Under pressure: Fairfax chairman Roger Corbett has extended an olive branch to Gina Rinehart. AAP/Dean Lewins

Fairfax Media’s decision to offer a board seat to Jack Cowin, a close confidant of Gina Rinehart, is likely an attempt to appease the world’s richest woman - notwithstanding claims to the contrary by CEO Roger Corbett, media commentators say.

Mr Cowin, the 70-year-old Canadian-born founder and chairman of Competitive Foods Australia, which runs the Burger King franchise, joined the board as an independent director today.

Mr Corbett said Mr Cowin, who also has a directorship at the Ten Network, joined the board “on the same basis as all other directors”. “Our discussions with Mr Cowin over recent months have made it clear that he has considerable value to add to the company,” Mr Corbett said in a statement.
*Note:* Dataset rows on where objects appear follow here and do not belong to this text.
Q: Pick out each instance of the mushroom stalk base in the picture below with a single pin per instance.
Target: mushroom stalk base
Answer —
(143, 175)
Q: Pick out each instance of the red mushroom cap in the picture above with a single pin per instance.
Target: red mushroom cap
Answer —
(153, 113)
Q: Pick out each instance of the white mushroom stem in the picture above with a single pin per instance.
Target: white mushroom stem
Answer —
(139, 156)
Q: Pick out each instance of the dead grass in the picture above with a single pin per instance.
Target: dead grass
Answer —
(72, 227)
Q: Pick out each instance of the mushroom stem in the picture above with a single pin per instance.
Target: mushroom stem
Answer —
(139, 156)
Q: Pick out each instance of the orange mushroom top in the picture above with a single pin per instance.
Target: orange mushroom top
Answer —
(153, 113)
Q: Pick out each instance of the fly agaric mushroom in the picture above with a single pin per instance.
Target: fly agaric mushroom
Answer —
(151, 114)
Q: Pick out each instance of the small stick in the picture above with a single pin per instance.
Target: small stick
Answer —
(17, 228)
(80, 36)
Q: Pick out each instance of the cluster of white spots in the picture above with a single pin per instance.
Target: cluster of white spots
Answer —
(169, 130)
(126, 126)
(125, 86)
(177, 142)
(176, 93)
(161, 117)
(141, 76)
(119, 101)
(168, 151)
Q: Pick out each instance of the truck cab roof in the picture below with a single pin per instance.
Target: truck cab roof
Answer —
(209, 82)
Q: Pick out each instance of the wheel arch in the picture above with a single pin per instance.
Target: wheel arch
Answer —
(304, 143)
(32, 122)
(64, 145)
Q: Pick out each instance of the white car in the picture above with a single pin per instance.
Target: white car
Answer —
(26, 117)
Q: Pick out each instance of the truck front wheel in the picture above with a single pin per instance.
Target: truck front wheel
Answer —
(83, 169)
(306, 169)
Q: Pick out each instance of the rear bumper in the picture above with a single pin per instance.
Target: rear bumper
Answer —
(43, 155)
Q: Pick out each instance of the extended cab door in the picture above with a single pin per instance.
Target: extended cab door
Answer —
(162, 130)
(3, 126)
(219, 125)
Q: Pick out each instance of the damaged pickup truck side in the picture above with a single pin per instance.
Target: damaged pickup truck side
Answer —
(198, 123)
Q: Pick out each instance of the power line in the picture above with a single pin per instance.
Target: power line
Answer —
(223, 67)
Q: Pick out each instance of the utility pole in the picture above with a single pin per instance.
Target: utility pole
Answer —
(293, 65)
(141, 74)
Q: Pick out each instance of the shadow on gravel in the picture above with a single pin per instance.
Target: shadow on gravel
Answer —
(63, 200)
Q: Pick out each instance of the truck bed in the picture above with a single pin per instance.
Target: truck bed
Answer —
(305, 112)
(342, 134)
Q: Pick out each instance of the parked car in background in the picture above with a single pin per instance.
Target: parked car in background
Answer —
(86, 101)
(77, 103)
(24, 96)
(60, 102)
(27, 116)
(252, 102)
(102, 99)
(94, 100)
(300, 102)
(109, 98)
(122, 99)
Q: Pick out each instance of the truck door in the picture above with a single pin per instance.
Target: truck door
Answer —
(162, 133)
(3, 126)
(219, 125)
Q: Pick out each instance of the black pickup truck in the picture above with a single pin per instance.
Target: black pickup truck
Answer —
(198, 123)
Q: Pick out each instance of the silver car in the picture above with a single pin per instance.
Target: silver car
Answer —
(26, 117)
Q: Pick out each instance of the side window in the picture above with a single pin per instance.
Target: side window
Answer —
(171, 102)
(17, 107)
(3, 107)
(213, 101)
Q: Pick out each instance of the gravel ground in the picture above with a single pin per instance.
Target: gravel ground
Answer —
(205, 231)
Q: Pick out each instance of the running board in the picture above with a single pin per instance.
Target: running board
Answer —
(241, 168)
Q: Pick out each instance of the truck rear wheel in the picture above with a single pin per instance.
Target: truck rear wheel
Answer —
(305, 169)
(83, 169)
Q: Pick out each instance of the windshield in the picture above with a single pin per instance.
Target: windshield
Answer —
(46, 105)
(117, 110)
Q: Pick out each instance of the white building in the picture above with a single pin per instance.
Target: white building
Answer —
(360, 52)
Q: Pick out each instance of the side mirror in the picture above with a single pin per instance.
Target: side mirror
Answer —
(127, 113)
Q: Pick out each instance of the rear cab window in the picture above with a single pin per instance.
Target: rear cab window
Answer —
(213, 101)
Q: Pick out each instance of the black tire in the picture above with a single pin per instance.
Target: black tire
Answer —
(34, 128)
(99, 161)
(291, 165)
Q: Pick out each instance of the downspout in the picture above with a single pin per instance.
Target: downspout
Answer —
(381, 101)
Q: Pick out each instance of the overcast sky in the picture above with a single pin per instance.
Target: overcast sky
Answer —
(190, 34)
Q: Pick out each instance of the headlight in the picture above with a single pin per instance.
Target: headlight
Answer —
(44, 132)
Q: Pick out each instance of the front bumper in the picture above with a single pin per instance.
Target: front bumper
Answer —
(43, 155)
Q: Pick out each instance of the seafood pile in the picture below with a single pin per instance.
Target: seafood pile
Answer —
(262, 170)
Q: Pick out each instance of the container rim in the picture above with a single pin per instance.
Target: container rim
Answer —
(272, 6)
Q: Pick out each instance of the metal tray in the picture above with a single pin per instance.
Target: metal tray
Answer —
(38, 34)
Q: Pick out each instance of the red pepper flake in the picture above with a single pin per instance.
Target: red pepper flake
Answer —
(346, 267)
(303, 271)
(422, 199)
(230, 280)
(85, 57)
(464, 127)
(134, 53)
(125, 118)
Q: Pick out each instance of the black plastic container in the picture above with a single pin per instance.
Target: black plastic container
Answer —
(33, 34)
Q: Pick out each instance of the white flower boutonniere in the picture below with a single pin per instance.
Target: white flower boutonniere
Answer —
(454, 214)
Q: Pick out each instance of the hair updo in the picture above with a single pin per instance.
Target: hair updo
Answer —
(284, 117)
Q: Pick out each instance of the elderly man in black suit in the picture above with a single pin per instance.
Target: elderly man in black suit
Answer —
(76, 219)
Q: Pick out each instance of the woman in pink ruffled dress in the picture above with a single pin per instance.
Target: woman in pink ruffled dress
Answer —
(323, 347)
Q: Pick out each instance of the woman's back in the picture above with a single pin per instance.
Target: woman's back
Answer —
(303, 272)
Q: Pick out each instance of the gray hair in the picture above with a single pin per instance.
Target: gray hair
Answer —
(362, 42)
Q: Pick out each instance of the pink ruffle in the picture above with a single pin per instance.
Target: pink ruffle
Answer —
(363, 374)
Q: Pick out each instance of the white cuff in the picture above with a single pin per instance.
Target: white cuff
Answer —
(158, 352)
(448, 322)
“Neither Mr Cowin or Fairfax Media consider his appointment as being indicative or connected to the potential outcomes of the company’s inconclusive discussions with Hancock Prospecting”, the mineral exploration and extraction company run by Mrs Rinehart, who owns almost 15% of Fairfax.

Mr Cowin is reportedly unwilling to relinquish his position on the board of the Ten Network, raising concerns about the potential for a conflict of interest with his new role. But legal experts say there is nothing in the law to prevent him from holding directorships at two media companies, and that any conflicts will have to be decided on a case-by-case basis.

Mrs Rinehart and Mr Cowin have been friends for more than 30 years. Mr Cowin has been negotiating with the Fairfax board on her behalf as a self-described “Henry Kissinger of shuttle diplomacy”, but efforts by Mrs Rinehart to secure at least two seats continue to falter. Mr Cowin’s appointment to the board have brought her a step closer to her goal, media experts believe.

The fast food king has told the Australian Financial Review that he wanted to be an independent director at Fairfax rather than an ally of Mrs Rinehart “because if I disagreed, I didn’t want to be in a position whereby I was directly in opposition to her voice”.

His agreement to abide by the company’s governance principals and charter of independence, something Rinehart has pointedly refused to do, was a “Trojan horse”, said Martin Hirst, Associate Professor of Journalism and Media at Deakin University. “This is the python squeeze, not the cobra strike.”

But the insistence by chairman Roger Corbett that the appointment of Mr Cowin would have no bearing on negotiations with Mrs Rinehart gave “the impression that Gina’s made some kind of threat, either to sell her shares or to launch an all-out assault on the board and go for control”, he said. “That statement reeks of having lawyers all over it. Gina is getting closer.

"The thing about that charter is that apart from the original signatories to it, no board has ever resigned it. It’s an in-principle agreement. What’s Jack Cowin got to lose from agreeing to it now? All he’s got to do is three months down the track, say, ‘The situation has changed, the board has not been able to arrest the decline in circulation … we’re going to tear up that agreement we never signed in the first place.’”

Andrea Carson, a journalist and doctoral student at the University of Melbourne who is researching the future of broadsheet newspapers, said the the latest development bore all the signs of factional power play. “I guess if you look at the analogy of being a tug of war between Rinehart and Corbett, this is one knot closer that Rinehart has got,” she said. “It’s certainly delivered her some eyes and ears on the board.”

“It’s not a surprise move. The share price is dire.”

Mrs Rinehart challenged Mr Corbett earlier this month to increase the share price of the company to 87 cents before the annual general meeting on November 8 - or agree to retire. Fairfax’s shares were trading at 56.2 cents a share this afternoon, down by 0.3 cent.

Mr Cowin has no direct digital media experience, but he has been a director of the Ten Network since 1998.

“It’ll be interesting to see what Cowin is like as a participating member of the Fairfax board, whether he can help to lift that share price and deliver on the many challenges that Fairfax has ahead of it in the digital age,” Ms Carson said.

“I don’t think his decision to agree to the governance principles mean a hell of a lot, but there is some symbolic value to it. The wording says that there’ll be no direct input into day-to-day editorial decisions, which still leaves a lot of leeway for other sorts of input. My conversations with past editors say that it’s a bit of a furphy, the idea that you don’t get some sort of interference going on at editorial level.”